The country was cited by the International Monetary Fund (IMF) in a 2011 report as having the second worst income inequality gap in the Americas. The country is ranked higher than even Haiti and Brazil, Gini coefficient score 59.9. Only Suriname scored higher at 61.6 according to the 2011 report.

“We have in Jamaica, what some say is ‘dog eat dog’ competition and that starts in the education system because of the GSAT system, where people who have good social and economic support lay claim to the better educational places,” Mr. Holness told members of the Diaspora in New York, USA. And stated that, that continues the cycle of the two Jamaicas, where if you are born in a family that does well it is likely that your children will do well and you will go on to continue the cycle.

He was speaking at the “Outlook for the Future” public forum organised by the Jamaica National Building Society (JNBS), under the theme: “The Jamaican Economy: A Vision for Transformation,” at the Hilton Midtown in Manhattan, on October 21.

The former Prime Minister and Education Minister said Jamaica’s economic future is heavily dependent on its educated population, pointing out that the global paradigm was shifting towards services, which has to be supported by competent and knowledgeable human resources.

He said while Jamaica has had in place universal primary education for more than 130 years, it has not translated into universal secondary education. Only about 70 percent of school-age children get  three years of basic school education; six years of primary school learning, and at the high school level, four to five years of education. The rest, he underscored, drop out along the way.

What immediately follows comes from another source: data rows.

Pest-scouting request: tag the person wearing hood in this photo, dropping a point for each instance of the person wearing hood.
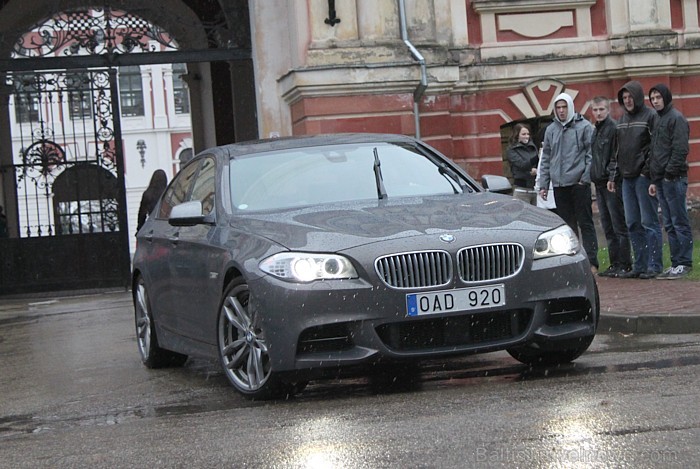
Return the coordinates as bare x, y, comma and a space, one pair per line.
149, 199
566, 163
668, 167
631, 161
523, 157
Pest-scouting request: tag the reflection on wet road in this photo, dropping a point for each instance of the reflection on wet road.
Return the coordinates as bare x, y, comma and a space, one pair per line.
74, 394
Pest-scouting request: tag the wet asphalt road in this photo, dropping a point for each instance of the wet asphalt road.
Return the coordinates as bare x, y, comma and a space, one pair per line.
73, 393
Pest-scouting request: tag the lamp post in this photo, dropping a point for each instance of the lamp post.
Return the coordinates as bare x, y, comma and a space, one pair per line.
141, 147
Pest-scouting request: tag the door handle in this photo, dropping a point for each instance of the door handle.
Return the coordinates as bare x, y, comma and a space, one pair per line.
175, 238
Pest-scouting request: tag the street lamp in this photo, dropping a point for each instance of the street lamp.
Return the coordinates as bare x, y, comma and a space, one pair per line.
141, 147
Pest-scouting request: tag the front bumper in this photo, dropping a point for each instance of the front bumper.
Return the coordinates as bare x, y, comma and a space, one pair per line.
327, 325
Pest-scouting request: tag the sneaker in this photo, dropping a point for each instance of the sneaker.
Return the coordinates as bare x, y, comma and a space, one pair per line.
611, 271
680, 271
665, 274
621, 271
629, 274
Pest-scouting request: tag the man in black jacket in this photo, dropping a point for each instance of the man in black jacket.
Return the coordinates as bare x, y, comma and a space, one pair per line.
669, 176
631, 161
610, 206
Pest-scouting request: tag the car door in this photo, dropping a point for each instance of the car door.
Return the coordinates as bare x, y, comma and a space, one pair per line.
161, 240
196, 261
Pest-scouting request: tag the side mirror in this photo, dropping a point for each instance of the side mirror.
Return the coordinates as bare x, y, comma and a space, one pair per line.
187, 214
498, 184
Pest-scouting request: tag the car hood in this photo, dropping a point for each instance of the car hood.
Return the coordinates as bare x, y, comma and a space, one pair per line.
336, 227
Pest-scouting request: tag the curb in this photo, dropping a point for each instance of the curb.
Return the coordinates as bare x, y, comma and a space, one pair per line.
684, 323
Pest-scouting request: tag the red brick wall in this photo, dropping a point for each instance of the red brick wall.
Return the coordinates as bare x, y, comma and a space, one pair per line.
467, 127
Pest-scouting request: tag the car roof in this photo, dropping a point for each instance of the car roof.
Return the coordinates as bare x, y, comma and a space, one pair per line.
283, 143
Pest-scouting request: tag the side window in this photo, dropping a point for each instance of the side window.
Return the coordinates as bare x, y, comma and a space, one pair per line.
205, 185
178, 190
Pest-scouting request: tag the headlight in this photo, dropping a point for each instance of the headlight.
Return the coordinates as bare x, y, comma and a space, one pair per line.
307, 267
560, 241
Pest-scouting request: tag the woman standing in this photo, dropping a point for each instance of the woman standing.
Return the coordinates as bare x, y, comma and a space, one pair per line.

“They end up on the periphery of the society and fuel the crime and social deviancy problems we have,” Mr. Holness said.

He noted that a major part of the problem with secondary education was the inequality in access to quality education at the secondary level, which he reiterated was still determined heavily by societal class structures.

“And that’s why when President Obama spoke about income equality; the country that he chose to reference was Jamaica. In fact, he said if we are not careful about what we are doing in the United States we will end up like Jamaica,” he told Jamaican New Yorkers at the JNBS Forum.

“Jamaica has the second highest inequality in the Latin America and Caribbean region and my thesis is that the basis of that inequality starts in the education system and I intend to change that,” he said confirming the IMF report findings.

Mr. Holness, who was recently appointed to chair the advisory board of the comprehensive public-private sector initiative, iLead education programme, between the JN Foundation and the Education Ministry, said there is hope for Jamaica’s future and its economic independence, which he underscored, would be achieved through educating its people. Against that background, he said his Government would be making education compulsory, and seek to further level the playing field to ensure that all Jamaicans have access to the same quality of education.

“What we want is what you have in the United States of America when you talk about universal literacy. It shouldn’t matter which school you send your child to, the outcome should be the same,” he said acknowledging the work of the People’s National Party government’s work to improve literacy and the subsequent work of the Jamaica Labour Party to bring literacy at the primary level to 90 percent of students.

He emphasised that to overcome the major barriers to quality and equal education, there is need to remove the issue of politics from the discourse, which he said has stymied the fight against poverty since independence.

“We as a people have spent our energy for the past 50 years and rightfully so, fighting for our political independence and recognition, but Norman Manley said it is now time for us to secure our economic independence,” he said.

The Outlook for the Future series, organised by JNBS, has been held in the USA, Canada and the United Kingdom since 2003 and has successfully brought together representatives of successive administrations and key leaders overseas to engage in frank, open discussions about issues of national importance to Jamaicans locally and in the Diaspora. In addition, the forums provide an environment in which investors can network and explore opportunities for investment in Jamaica.

Opposition Leader, Andrew Holness, makes a point during a panel discussion at the Jamaica National Building Society’s Outlook for the Future public forum at the Hilton Midtown Hotel in New York on October 21. Other panelists were (from left): Opposition Senator, Kamina Johnson-Smith; Opposition Spokesman on Foreign Affairs and Foreign Trade, Edmund Bartlett; Member of the Jamaica Diaspora Advisory Board, North East, Irwine Clare and Director, Advanced Research, Collaborative Graduate Center
City University of New York, Professor Donald Robotham.

 

Past Outlook speakers have included former National Security Minister and current Finance Minister, Dr. Peter Phillips in 2003 and in 2013; former Prime Minister Mr. Bruce Golding, who in 2005, as Leader of the Opposition, was keynote speaker at the meetings; former Finance Minister, Mr. Audley Shaw who attended in 2010; and Dr. Omar Davies, Minister of Transport, Works and Housing who headlined the events in 2013.